By Charlie Morasch, staff writer - LandLineMag.com
Posted Aug 25th 2010 5:25AM


Truckers who violate a CARB diesel rule can face thousands of dollars in fines.

Speak out against the science behind these air rules? If you’re a researcher, it might cost you a faculty job at UCLA.

A longtime academic researcher at UCLA may lose his job for speaking out against the California Air Resources Board and that agency’s claims about the dangers of diesel exhaust.

Dr. James Enstrom, who has worked at UCLA for 36 years – the last 34 as associate research professor – may be removed from his position after a secret vote of faculty members in his department.

Enstrom has made headlines in recent years after he questioned claims made by CARB regarding diesel particulate matter and public health.

Enstrom said he likely irked top officials at CARB between 2008 and 2009, when he questioned science used to justify the implementation of CARB’s Truck and Bus rule, also known as the Retrofit Rule. The rule requires trucking fleets to install diesel particulate matter filters and upgrade their truck engines beginning in 2012, though several amendments to the rule are scheduled to be presented this fall.

The rule is estimated to cost trucking companies between $6 and $10 billion.

In December 2009, a scandal emerged when it was revealed that CARB Chairman Mary Nichols told some but not all CARB board members that the agency had learned its top researcher for the Truck and Bus Rule, Hien Tran, had faked his resume and lied repeatedly to his superiors at the air quality agency.

Tran claimed that he had a doctorate degree in statistics from the University of California at Davis, but that was later found to be untrue. Nichols told some board members about the lie. Other board members who were kept in the dark for nearly an entire year, were outraged. Some board members called for a review of the science behind the Truck and Bus Rule.

Tran is still employed at CARB.

“If there is an ongoing controversy in science, you don’t put out regulations that cost billions of dollars,” Enstrom said.

OOIDA Regulatory Affairs Director Joe Rajkovacz works on CARB issues and said he was disappointed to hear about Enstrom’s reported termination.

“This termination, along with the Tran scandal at CARB, is a discredit to both the science and initiatives to regulate truck emissions,” Rajkovacz said.

Enstrom said his faculty position is one that isn’t eligible for tenure – the process by which professors typically gain job protection. As such, some in his department have used a technicality, he said, to eliminate his position on the faculty.

“I’ve had to prove my worthiness every single year I’ve been here,” he said. “I’ve done it all on my merits in terms of the quality of my work and the research funding I’ve brought in.”

Robert Phalen, co-director of the Air Pollution Health Effects Laboratory at the University of California, Irvine, said Enstrom is “a good, objective scientist.”

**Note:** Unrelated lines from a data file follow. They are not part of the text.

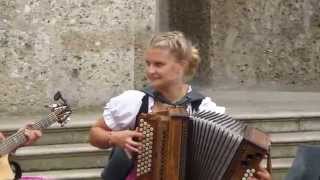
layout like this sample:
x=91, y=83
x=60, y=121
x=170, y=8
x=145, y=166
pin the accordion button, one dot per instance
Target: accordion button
x=244, y=163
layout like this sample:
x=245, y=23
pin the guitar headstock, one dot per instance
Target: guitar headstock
x=61, y=109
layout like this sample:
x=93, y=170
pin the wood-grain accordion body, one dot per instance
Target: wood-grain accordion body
x=200, y=146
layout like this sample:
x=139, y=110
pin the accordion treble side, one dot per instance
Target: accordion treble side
x=204, y=145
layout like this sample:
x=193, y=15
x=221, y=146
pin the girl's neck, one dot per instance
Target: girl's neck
x=174, y=92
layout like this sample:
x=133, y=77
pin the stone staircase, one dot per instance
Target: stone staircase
x=64, y=153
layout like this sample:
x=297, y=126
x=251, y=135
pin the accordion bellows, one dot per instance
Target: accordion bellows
x=200, y=146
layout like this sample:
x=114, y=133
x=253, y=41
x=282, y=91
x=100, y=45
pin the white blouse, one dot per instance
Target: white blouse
x=121, y=111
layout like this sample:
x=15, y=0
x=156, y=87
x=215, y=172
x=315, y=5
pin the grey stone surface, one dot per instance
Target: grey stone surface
x=86, y=49
x=269, y=45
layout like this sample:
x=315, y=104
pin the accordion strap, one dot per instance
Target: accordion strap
x=269, y=165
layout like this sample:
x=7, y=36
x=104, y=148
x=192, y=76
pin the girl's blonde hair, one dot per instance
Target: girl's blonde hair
x=180, y=47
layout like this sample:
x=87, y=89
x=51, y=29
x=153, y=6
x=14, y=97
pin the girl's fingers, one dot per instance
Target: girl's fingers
x=1, y=136
x=131, y=148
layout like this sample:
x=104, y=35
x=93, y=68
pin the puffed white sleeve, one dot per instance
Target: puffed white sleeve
x=208, y=105
x=121, y=111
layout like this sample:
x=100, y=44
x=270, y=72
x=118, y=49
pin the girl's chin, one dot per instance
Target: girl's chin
x=157, y=85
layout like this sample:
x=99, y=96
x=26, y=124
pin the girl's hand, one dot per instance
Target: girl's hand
x=125, y=139
x=261, y=174
x=31, y=134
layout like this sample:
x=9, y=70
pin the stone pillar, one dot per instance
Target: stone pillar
x=85, y=48
x=266, y=45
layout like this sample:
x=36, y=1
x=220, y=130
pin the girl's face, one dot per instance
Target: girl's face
x=163, y=69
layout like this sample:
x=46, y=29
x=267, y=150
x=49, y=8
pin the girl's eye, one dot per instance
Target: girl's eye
x=158, y=64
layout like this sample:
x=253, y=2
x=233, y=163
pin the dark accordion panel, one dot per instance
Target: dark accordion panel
x=213, y=140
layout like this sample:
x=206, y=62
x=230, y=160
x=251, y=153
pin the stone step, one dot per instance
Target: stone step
x=280, y=168
x=282, y=122
x=60, y=156
x=72, y=174
x=284, y=145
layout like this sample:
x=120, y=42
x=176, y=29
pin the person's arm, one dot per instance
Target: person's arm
x=102, y=136
x=1, y=136
x=261, y=174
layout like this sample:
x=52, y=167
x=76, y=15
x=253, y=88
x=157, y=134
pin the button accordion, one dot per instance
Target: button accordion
x=198, y=146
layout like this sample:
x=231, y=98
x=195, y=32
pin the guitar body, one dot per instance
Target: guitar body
x=5, y=169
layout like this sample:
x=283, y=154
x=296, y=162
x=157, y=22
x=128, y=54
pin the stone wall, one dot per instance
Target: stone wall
x=85, y=48
x=250, y=45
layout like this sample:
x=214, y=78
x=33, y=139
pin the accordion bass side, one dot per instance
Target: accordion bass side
x=203, y=145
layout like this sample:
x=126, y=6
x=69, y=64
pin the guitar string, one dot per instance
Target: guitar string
x=19, y=137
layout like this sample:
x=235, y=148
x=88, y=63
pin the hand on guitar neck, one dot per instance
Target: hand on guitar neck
x=59, y=112
x=30, y=134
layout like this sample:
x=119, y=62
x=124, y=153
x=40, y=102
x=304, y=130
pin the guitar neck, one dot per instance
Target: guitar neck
x=18, y=138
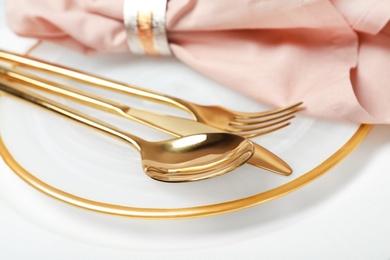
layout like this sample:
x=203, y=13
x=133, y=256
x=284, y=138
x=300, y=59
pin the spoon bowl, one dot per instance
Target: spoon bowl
x=188, y=158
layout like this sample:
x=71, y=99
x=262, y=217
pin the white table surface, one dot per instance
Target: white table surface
x=347, y=216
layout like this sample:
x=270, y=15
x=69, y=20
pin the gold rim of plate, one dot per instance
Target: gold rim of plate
x=189, y=212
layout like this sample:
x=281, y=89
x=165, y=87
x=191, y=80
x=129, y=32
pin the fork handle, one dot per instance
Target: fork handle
x=17, y=91
x=94, y=80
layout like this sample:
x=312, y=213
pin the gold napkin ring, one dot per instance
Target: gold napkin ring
x=144, y=21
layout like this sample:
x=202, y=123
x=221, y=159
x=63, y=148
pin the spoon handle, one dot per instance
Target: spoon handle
x=17, y=91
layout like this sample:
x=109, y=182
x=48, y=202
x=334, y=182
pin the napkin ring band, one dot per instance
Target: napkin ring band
x=144, y=21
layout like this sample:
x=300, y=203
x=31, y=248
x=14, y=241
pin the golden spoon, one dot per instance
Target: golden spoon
x=189, y=158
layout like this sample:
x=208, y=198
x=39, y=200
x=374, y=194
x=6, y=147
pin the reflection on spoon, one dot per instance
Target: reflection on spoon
x=189, y=158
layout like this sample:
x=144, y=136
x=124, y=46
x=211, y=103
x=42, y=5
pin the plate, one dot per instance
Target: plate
x=90, y=165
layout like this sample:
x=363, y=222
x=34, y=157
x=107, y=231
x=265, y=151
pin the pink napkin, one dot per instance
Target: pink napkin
x=332, y=55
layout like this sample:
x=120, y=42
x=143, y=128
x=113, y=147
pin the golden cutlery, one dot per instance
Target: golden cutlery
x=245, y=124
x=189, y=158
x=172, y=125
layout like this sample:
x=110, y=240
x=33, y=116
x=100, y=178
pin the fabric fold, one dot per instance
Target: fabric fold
x=332, y=55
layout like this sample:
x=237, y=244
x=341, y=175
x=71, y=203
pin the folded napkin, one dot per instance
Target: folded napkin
x=332, y=55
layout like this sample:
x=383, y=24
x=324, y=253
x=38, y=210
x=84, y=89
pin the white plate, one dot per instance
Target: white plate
x=75, y=159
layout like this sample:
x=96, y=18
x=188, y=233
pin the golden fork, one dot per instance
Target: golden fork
x=182, y=159
x=172, y=125
x=245, y=124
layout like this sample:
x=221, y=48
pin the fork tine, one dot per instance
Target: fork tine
x=248, y=116
x=252, y=134
x=262, y=120
x=262, y=125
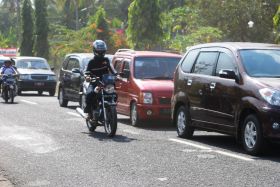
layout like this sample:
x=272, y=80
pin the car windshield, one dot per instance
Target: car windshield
x=261, y=62
x=32, y=64
x=155, y=67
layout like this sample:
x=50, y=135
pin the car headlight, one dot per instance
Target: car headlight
x=147, y=98
x=52, y=77
x=110, y=88
x=272, y=96
x=24, y=77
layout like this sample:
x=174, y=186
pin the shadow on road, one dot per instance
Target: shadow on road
x=150, y=125
x=272, y=153
x=102, y=136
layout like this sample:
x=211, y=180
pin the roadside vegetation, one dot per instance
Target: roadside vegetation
x=54, y=28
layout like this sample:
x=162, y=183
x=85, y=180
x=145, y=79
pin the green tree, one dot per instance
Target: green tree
x=26, y=46
x=102, y=26
x=232, y=18
x=41, y=47
x=144, y=24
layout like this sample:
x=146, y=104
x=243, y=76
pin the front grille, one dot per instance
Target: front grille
x=165, y=101
x=39, y=77
x=164, y=112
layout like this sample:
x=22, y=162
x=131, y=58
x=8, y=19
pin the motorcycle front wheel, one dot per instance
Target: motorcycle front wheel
x=111, y=122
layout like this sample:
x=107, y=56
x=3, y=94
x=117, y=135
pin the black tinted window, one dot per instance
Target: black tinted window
x=225, y=61
x=155, y=67
x=205, y=63
x=189, y=60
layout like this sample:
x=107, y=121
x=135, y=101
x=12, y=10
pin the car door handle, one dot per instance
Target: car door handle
x=189, y=82
x=212, y=85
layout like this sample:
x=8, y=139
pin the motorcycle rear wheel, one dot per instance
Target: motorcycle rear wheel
x=111, y=123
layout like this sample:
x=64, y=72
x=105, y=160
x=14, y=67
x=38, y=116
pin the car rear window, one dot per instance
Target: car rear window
x=261, y=62
x=32, y=64
x=155, y=67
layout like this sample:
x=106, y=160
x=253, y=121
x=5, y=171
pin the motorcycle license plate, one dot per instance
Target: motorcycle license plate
x=39, y=84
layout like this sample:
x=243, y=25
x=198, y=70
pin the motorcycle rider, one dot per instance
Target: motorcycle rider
x=6, y=69
x=97, y=66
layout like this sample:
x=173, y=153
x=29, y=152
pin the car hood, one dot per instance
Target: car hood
x=155, y=85
x=269, y=82
x=35, y=71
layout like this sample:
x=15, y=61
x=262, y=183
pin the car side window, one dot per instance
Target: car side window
x=118, y=66
x=205, y=63
x=188, y=62
x=225, y=61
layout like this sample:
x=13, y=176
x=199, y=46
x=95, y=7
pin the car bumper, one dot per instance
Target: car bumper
x=270, y=118
x=36, y=85
x=153, y=112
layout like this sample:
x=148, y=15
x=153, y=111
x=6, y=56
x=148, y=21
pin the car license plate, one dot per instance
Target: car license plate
x=39, y=84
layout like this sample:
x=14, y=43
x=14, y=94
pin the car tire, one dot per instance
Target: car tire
x=252, y=137
x=52, y=92
x=134, y=119
x=183, y=121
x=62, y=101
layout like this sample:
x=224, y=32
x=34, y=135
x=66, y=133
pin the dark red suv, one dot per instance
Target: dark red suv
x=232, y=88
x=144, y=93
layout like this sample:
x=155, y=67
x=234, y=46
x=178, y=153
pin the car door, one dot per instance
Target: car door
x=222, y=94
x=118, y=65
x=74, y=77
x=197, y=85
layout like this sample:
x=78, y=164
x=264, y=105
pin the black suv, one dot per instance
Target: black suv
x=71, y=77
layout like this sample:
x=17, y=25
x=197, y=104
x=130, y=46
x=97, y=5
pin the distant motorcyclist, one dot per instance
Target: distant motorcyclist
x=97, y=66
x=6, y=69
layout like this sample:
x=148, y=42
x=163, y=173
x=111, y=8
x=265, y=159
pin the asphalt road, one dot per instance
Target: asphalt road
x=42, y=144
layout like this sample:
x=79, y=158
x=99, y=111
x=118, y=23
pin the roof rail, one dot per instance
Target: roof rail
x=125, y=50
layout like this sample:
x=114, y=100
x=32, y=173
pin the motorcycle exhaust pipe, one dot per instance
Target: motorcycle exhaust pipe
x=81, y=112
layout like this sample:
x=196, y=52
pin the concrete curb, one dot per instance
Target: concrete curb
x=5, y=182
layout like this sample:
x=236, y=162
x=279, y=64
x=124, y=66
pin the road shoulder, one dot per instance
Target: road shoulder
x=5, y=182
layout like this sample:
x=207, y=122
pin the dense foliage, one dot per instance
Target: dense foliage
x=41, y=47
x=26, y=47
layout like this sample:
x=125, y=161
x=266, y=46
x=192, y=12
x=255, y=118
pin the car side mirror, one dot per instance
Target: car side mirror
x=228, y=74
x=76, y=70
x=125, y=73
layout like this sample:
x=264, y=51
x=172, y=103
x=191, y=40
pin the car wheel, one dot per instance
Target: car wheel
x=52, y=92
x=62, y=102
x=252, y=138
x=134, y=115
x=183, y=122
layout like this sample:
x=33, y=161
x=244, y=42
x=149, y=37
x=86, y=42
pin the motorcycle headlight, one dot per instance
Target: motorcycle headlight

“He’s been really attacked from a lot of sides,” Phalen said. “In my opinion, his science is good.”

Phalen said Enstrom’s department at UCLA “is a very fine department,” and he praised CARB Chairman Mary Nichols as a dedicated public servant.

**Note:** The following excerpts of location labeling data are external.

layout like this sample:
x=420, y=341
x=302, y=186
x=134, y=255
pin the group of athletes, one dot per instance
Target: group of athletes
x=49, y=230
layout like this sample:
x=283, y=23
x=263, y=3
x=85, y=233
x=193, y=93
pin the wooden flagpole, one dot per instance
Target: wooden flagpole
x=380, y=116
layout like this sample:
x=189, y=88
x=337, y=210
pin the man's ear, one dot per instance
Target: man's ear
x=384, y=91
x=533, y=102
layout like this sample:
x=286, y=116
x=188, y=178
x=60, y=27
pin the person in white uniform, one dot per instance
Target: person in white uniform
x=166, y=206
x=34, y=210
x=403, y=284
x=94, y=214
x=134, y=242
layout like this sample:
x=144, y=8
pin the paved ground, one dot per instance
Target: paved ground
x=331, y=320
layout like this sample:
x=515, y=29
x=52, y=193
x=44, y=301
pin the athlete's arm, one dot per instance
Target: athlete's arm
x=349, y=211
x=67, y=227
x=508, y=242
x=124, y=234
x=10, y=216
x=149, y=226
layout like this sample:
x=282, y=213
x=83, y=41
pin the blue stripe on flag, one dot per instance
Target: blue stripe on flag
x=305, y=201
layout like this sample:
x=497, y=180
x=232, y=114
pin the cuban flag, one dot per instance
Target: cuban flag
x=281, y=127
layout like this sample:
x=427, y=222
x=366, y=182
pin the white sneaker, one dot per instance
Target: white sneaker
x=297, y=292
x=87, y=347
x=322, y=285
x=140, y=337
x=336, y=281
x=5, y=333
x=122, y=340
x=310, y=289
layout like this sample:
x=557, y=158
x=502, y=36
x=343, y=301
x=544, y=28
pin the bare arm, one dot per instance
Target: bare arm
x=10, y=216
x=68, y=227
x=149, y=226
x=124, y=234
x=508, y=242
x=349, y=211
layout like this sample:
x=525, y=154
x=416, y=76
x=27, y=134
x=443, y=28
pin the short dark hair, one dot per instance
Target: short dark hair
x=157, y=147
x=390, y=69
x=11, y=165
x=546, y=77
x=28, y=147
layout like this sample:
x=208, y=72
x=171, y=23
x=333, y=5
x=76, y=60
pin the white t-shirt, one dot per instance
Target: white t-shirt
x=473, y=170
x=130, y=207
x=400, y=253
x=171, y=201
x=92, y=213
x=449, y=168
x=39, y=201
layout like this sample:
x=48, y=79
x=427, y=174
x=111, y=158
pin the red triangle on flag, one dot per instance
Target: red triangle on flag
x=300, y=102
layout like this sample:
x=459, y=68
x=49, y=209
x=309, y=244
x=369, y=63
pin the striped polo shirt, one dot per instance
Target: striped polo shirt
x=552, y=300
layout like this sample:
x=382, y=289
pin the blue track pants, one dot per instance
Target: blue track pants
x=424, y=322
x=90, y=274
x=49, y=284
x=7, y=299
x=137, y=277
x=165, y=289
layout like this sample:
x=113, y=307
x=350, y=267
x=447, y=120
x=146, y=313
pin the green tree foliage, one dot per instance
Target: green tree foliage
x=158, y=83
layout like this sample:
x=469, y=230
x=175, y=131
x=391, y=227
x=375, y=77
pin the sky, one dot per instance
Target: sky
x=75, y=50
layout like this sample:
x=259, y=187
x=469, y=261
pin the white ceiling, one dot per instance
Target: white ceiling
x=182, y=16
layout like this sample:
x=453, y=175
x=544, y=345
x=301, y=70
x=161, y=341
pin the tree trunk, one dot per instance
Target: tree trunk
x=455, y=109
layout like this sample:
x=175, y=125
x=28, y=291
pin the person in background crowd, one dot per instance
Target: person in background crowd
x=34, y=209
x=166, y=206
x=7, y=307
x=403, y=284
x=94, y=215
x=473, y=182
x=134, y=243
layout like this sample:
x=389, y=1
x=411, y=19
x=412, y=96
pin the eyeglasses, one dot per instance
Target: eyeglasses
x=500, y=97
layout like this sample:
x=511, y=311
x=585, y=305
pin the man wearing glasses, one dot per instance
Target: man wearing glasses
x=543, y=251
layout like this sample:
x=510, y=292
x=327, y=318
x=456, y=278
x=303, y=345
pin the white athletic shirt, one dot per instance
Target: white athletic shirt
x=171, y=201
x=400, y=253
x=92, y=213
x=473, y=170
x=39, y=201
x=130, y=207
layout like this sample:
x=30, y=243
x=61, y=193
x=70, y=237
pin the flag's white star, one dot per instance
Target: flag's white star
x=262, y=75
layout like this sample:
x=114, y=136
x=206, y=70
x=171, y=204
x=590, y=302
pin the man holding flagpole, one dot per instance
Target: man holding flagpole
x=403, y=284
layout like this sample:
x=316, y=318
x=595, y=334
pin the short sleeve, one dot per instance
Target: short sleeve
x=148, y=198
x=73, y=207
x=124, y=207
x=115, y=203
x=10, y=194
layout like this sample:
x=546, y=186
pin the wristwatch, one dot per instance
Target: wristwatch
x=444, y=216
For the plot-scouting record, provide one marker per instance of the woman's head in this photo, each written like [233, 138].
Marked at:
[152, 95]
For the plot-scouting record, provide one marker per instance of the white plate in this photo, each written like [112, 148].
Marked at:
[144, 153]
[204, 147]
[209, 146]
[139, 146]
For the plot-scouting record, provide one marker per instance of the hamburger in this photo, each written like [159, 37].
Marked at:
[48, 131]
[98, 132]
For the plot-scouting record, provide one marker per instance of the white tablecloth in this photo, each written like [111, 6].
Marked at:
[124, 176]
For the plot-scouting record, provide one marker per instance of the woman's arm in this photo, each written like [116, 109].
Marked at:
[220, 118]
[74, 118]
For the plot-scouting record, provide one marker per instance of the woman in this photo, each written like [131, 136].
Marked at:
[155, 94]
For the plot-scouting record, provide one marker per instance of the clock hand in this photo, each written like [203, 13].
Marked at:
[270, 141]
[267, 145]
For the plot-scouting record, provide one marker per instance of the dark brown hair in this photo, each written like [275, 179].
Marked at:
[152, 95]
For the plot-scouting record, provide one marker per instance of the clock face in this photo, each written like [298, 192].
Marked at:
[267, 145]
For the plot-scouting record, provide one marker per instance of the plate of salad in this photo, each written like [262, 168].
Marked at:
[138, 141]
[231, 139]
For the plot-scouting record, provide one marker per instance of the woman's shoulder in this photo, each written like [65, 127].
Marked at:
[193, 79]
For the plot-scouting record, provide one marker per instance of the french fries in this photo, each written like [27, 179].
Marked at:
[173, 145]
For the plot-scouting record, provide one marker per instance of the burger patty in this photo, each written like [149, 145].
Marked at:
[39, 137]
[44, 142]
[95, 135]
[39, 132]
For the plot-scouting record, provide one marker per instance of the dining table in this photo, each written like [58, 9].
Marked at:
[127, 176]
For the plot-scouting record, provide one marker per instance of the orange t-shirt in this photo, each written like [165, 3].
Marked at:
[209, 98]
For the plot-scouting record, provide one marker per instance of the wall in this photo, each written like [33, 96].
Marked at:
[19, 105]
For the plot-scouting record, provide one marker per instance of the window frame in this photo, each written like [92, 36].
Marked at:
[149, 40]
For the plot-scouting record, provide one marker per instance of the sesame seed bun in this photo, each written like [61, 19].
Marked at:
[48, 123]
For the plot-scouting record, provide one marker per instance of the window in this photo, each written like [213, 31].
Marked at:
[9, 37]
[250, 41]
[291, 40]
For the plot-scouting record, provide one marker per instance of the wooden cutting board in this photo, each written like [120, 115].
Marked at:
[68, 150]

“But, I think we live in times when people are interested in bigger objectives than just supporting good science, and taking into account good science,” Phalen said. “And these bigger objectives can be political and can be sociological. I think Jim ran afoul of those kinds of views. I’m not saying those views are wrong. I think Jim got really attacked – not because of his science, but what his results imply.”

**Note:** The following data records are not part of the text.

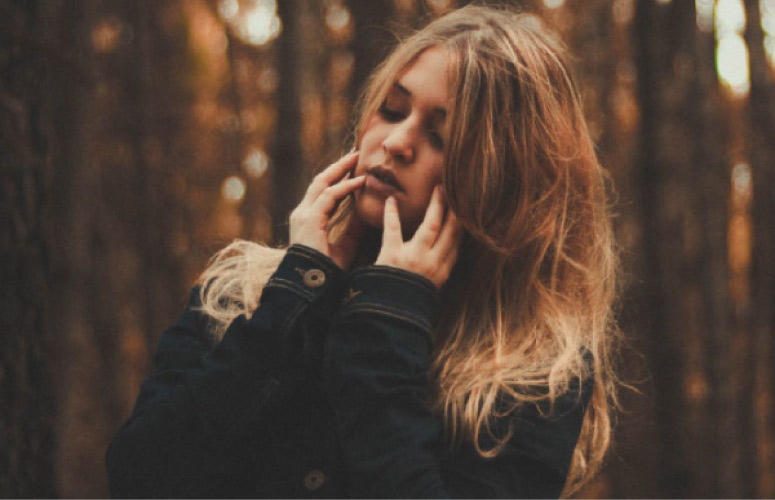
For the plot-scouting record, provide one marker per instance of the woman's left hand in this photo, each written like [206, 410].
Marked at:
[432, 251]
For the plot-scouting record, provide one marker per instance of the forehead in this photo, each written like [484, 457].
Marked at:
[427, 77]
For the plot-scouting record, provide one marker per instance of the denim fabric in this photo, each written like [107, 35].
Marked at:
[321, 393]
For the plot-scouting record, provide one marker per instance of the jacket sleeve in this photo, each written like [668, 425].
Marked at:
[187, 435]
[376, 367]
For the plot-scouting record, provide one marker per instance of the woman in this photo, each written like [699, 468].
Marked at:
[441, 323]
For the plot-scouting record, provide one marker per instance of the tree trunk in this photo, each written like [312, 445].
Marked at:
[683, 177]
[761, 403]
[26, 389]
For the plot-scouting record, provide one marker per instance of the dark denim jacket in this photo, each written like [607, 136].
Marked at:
[321, 393]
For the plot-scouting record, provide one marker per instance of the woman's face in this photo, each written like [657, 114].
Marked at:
[401, 149]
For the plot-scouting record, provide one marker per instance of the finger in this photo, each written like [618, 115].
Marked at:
[391, 227]
[332, 174]
[429, 229]
[326, 202]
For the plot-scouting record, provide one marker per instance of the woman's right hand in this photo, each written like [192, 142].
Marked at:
[308, 220]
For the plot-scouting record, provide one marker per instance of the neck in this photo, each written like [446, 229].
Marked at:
[371, 242]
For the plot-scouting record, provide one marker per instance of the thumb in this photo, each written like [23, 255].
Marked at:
[391, 230]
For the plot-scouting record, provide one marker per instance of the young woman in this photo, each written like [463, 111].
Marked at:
[441, 323]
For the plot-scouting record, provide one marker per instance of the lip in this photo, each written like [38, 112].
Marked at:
[382, 179]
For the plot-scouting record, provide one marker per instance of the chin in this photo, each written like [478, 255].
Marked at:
[370, 209]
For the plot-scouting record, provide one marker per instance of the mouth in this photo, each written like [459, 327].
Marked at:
[385, 176]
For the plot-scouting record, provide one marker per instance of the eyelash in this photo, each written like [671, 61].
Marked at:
[393, 116]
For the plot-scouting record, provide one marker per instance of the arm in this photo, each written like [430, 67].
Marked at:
[190, 429]
[376, 368]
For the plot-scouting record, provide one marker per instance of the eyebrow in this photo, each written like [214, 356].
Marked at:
[438, 110]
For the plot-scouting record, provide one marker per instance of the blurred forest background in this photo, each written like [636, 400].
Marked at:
[136, 138]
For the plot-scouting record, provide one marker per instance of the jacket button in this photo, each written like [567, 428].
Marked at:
[314, 278]
[314, 479]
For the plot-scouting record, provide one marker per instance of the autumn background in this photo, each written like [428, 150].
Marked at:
[136, 138]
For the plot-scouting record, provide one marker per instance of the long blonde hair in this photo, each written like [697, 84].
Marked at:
[532, 294]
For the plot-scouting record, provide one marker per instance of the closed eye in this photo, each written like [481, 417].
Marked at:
[391, 115]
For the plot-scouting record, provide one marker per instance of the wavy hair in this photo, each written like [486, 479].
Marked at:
[530, 301]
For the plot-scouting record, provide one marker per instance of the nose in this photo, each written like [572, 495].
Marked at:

Phalen said he wants Enstrom to keep his position at UCLA.

Enstrom said he has noticed science and scientists being urged by political sides to reach certain conclusions in their research. He pointed out that a panel of California scientists set up to review research had members that had spent decades in power, though state statutes required them to be replaced every three years.

“I’ve really brought to light a number of problems with this process that have generally been swept under the rug by many others,” Enstrom said. “Scientists that hold views similar to mine tend not to be as vociferous.”

Enstrom, who was inspired as a boy by the groundbreaking physics research of Albert Einstein and others, studied under Nobel Laureates Melvin Schwartz at Stanford and Luis Alvarez at the Lawrence Radiation Laboratory. He later shifted his focus to epidemiology, which is the study of public health, while realizing he had a passion for helping to discover why some humans live longer lives.

Enstrom said he is examining his options, including an appeal process. He said several supporters in the department abstained from the vote rather than leave themselves vulnerable to retaliation over their jobs.

A letter sent from his department reportedly stated Enstrom’s work “is not aligned with the academic mission of the Department.

“There is nothing wrong with the research but it has upset the more powerful faculty members,” Enstrom told Land Line. “They’ve decided to use the technicalities available to them to end the position.”

Enstrom pointed out that as opposed to previous chairpersons who had science backgrounds, CARB Chairman, Mary Nichols is “an activist environmental lawyer.” He pointed out that CARB doesn’t employ a single epidemiologist with a doctorate among its hundreds of employees.

“Nichols was at UCLA before she got appointed to CARB three years ago,” Enstrom said. “These are not good things. This agency should be headed by a scientist who believes in objective, honest science.”

Enstrom said he isn’t sure how the process will play out, but he will appeal the vote.

“I hope I can still retain some status while the appeal runs, otherwise, the appeal process doesn’t have much meaning because I’ll be gone,” Enstrom said. “I don’t believe this action has ever been done in this way. For someone with my seniority and my credentials, I would think this has never been done at UCLA.”

Enstrom said this week that despite his battle to keep his job, he believes truth will prevail. He points out that no one has publicly questioned his science. A string of mainstream newspaper articles have explained his side of the recent controversy, a departure from years past when CARB arguments seemed to be rubber stamped with little argument.

“It’s a system gone awry,” Enstrom said. “The system is so screwed up. But it’s getting unscrewed now.”